Excavation Learning for Rigid Objects in Clutter
This work addresses the problem of autonomous excavation for rigid objects in clutter, which is incremental as it builds on existing planning methods with a novel learning-based approach.
The paper tackles autonomous excavation of irregular rigid objects in clutter by proposing a learning-based planning method that uses a CNN to predict excavation success and a sampling-based optimizer for trajectory planning, achieving high-quality excavations and outperforming baseline methods by large margins.
Autonomous excavation for hard or compact materials, especially irregular rigid objects, is challenging due to high variance of geometric and physical properties of objects, and large resistive force during excavation. In this paper, we propose a novel learning-based excavation planning method for rigid objects in clutter. Our method consists of a convolutional neural network to predict the excavation success and a sampling-based optimization method for planning high-quality excavation trajectories leveraging the learned prediction model.

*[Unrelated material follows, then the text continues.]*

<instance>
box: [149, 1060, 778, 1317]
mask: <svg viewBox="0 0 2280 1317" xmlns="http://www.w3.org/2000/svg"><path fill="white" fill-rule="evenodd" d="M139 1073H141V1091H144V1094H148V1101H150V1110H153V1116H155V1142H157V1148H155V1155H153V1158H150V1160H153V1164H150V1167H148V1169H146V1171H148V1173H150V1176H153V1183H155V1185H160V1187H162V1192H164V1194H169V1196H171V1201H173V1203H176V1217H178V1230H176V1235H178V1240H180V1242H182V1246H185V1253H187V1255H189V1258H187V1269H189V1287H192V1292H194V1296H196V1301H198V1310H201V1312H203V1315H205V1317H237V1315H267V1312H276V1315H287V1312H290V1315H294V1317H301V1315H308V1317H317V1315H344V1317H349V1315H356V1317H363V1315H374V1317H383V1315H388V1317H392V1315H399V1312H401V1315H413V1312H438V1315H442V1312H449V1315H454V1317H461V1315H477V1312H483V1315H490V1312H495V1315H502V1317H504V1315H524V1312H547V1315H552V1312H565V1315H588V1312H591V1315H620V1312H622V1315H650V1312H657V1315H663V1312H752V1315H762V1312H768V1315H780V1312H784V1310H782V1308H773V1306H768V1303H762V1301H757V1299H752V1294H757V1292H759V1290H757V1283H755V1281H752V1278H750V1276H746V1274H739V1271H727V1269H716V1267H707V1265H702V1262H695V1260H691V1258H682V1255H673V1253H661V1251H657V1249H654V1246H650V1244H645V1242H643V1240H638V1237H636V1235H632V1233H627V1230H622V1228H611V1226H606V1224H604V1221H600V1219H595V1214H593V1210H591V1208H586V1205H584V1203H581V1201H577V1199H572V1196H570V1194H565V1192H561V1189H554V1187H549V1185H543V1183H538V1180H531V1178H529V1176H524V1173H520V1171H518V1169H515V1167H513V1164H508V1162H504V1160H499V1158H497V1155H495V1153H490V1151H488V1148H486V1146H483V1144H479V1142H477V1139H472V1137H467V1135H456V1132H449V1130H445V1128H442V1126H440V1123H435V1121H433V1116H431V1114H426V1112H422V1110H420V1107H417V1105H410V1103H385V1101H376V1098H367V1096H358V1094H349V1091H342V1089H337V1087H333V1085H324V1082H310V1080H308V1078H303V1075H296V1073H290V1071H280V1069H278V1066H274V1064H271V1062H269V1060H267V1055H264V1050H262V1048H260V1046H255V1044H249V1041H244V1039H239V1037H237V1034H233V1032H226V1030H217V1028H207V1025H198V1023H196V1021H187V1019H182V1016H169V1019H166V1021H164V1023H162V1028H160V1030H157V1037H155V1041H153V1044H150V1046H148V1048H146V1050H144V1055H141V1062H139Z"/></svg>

To reduce the sim2real gap for excavation learning, we propose a voxel-based representation of the excavation scene. We perform excavation experiments in both simulation and real world to evaluate the learning-based excavation planners. We further compare with two heuristic baseline excavation planners and one data-driven scene-independent planner. The experimental results show that our method can plan high-quality excavations for rigid objects in clutter and outperforms the baseline methods by large margins. As far as we know, our work presents the first learning-based excavation planner for cluttered and irregular rigid objects.